Welcome to Holy Week. For those not versed in the Christian calendar, Holy Week is the week beginning with Palm Sunday, when Jesus rode into Jerusalem on a donkey, continuing to his crucifixion on Good Friday, and ending in the celebration of Jesus’ triumphant resurrection on Easter Sunday (though technically Easter Sunday is not during Holy Week, but is rather the first day of the new Easter season).
Holy Week is to religious leaders what Valentine’s Day is to florists and what the Super Bowl is for sportscasters. It’s not just holy, it’s a little bit crazy. I counted the church services posted for one of the local Episcopal churches this week at 30! That’s 3o services that some priest has to be at–hopefully not the same one. My fellow seminarians and I will likely be attending, if not serving at,
several of the services this week, which typically ramp up on Thursday, with the Maundy Thursday service, beginning the three-day period called the Triduum, which includes Good Friday and the Easter Vigil on Saturday after sundown. Sound complicated? Try having to attend all of these services!
As a student, however, Holy Week isn’t the only thing on my plate this week. There are a mere 3 weeks of classes left before finals, and several projects and events that will soon come due. Moreover, I will be spending the latter part of Holy Week and Easter Sunday at my internship site, Holy Cross Monastery. In addition to the regular Holy Week observances, there is worship five times a day, starting at 7AM and ending with compline at 8:30PM.
This is why this recipe is the perfect thing for a busy week, and a great way to start off any day. Just throw ingredients in a blender and drink through a straw so you can write emails (or blog posts) while you have your breakfast. It’s a multi-tasking breakfast, if ever there was one. In addition to being convenient and tasty, it’s packed with nutrients that will power you through your day. It has a whopping 4 servings of fruit and 2 servings of vegetables! Enjoy, and have a very blessed Holy Week.
1 ripe banana (or use a frozen one) sliced into 1/2 inch rounds
1 whole orange, peel removed and sliced into small pieces
1 cup of fresh or frozen blueberries (I prefer frozen–and there’s no need to defrost them)
2 cups of spinach
1/2 cup plain, unsweetened soy milk
Place the spinach, blueberries, bananas, and orange pieces into the blender. If you are using a frozen banana, put it into the blender first, so it is closest to the blade. The colder the ingredients are, the better the smoothie will taste, so frozen bananas and blueberries are the best.
Pour in the soy milk and ‘pulse’ in 1 second intervals until all the ingredients have started to mix together. Then turn your blender on ‘stir’ and blend for 20 seconds or so until all your fruit and spinach have been completely pureed and your drink is smoothie consistency. Makes about 2 1/2 cups.

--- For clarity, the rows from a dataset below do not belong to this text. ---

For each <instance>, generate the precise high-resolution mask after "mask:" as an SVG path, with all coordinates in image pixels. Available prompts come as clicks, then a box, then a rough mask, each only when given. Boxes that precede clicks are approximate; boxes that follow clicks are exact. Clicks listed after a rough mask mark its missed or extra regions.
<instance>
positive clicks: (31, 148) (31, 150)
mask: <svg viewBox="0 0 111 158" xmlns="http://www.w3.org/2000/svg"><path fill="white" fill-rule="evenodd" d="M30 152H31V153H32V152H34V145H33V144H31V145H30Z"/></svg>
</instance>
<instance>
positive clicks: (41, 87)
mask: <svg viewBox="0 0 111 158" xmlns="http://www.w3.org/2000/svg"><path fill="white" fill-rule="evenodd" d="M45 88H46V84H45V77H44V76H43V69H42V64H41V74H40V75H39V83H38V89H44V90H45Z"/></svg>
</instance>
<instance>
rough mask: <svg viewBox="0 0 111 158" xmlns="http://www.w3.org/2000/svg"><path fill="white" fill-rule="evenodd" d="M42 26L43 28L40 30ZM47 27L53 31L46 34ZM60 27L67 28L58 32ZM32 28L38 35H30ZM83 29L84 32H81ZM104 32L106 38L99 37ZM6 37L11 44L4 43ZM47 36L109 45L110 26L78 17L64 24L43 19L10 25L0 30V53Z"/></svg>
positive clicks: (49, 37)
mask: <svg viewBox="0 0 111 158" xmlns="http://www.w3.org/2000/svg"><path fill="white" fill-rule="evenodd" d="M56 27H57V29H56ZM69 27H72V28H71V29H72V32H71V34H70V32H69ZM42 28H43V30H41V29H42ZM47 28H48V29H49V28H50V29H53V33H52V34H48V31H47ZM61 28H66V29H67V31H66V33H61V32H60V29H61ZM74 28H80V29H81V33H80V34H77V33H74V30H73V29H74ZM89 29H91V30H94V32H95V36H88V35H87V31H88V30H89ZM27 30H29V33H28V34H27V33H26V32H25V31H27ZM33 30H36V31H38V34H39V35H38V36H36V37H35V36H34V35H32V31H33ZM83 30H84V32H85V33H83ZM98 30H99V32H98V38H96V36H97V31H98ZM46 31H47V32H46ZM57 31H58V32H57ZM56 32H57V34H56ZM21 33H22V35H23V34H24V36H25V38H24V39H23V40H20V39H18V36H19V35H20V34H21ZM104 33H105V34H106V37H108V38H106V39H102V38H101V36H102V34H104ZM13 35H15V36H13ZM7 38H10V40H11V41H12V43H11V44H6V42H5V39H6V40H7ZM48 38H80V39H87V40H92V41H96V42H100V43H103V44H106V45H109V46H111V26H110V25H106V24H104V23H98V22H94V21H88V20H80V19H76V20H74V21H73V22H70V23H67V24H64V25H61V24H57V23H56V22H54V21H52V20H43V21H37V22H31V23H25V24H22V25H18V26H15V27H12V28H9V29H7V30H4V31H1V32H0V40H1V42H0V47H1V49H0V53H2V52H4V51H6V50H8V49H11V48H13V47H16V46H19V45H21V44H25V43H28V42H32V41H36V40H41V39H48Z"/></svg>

Okay – the orange, banana and blueberry photo should be painted. Where is Emilie’s sister?
It’s the blueberries. They’re just a sexy fruit, and they always seem to photograph really well.
Holy Week growing up as a PK was as follows: Church all weeks starting with Palm Sunday ending Easter Sunday
Meals until Maunday Thursday were normal then we would have the sader supper on Thursday with Lamb Kabobs, matzos and apple butter and all the trimmings
Good Friday – Fast all day and then bitter salad for dinner
Holy Saturday – probably back to normal
and then Easter Sunday – a leg of lamb, or crown roast for dinner midday with all the family
Easter egg hunts around the church and rectory hoping to find the alleluia Egg – always painted gold and meant a big prize — we would always watch out the windows and see if we could see where dad would hide them – no such luck
And then after church they handed out little flowers in pots, begonias and such as a sign of spring and new life
Oh the memories
Enjoy the week and make sure you take those kids to church so they know what Evil Auntie Elvie endured until she was 18!
It’s true. It’s not just the priests who have a busy week–their children and partners get schlepped to a lot of those services, too. Luckily the family will join me at the monastery for Holy Saturday and Easter Sunday, although they aren’t going to like that the Sunday service starts at 5AM. But, it’s followed by a huge breakfast feast, so their patience will be rewarded.